A Hybrid GDHS and GBDT Approach for Handling Multi-Class Imbalanced Data Classification Hartono, Hartono; Zuhanda, Muhammad Khahfi; Syah, Rahmad; Rahman, Sayuti; Ongko, Erianto
International Journal of Engineering, Science and Information Technology Vol 5, No 3 (2025)
Publisher : Malikussaleh University, Aceh, Indonesia

Show Abstract | Download Original | Original Source | Check in Google Scholar | DOI: 10.52088/ijesty.v5i3.894

Abstract

Multiclass imbalanced classification remains a significant challenge in machine learning, particularly when datasets exhibit high Imbalance Ratios (IR) and overlapping feature distributions. Traditional classifiers often fail to accurately represent minority classes, leading to biased models and suboptimal performance. This study proposes a hybrid approach combining Generalization potential and learning Difficulty-based Hybrid Sampling (GDHS) as a preprocessing technique with Gradient Boosting Decision Tree (GBDT) as the classifier.

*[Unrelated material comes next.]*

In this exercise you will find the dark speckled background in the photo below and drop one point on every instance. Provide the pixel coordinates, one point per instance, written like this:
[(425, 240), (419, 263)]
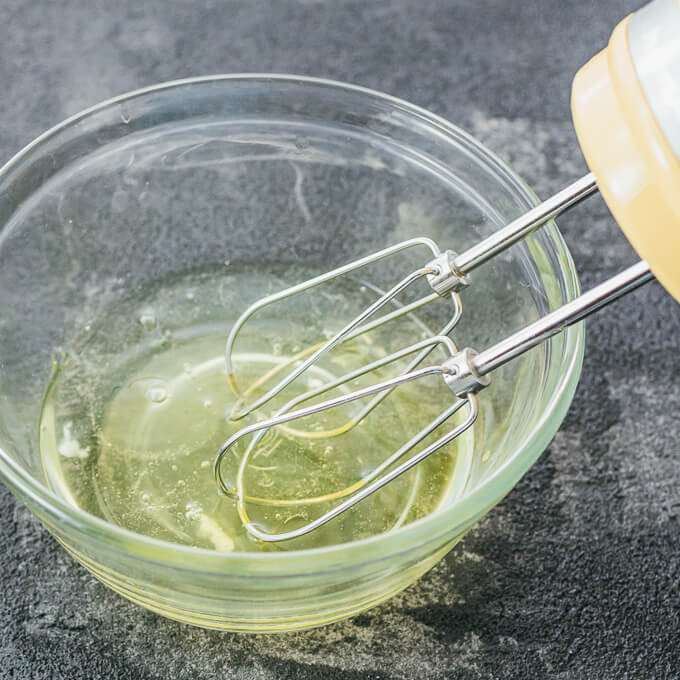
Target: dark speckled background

GDHS enhances minority class representation through intelligent oversampling while cleaning majority classes to reduce noise and class overlap. GBDT is then applied to the resampled dataset, leveraging its adaptive learning capabilities. The performance of the proposed GDHS+GBDT model was evaluated across six benchmark datasets with varying IR levels, using metrics such as Matthews Correlation Coefficient (MCC), Precision, Recall, and F-Value. Results show that GDHS+GBDT consistently outperforms other methods, including SMOTE+XGBoost, CatBoost, and Select-SMOTE+LightGBM, particularly on high-IR datasets like Red Wine Quality (IR = 68.10) and Page-Blocks (IR = 188.72). The method improves classification performance, especially in detecting minority classes, while maintaining high accuracy.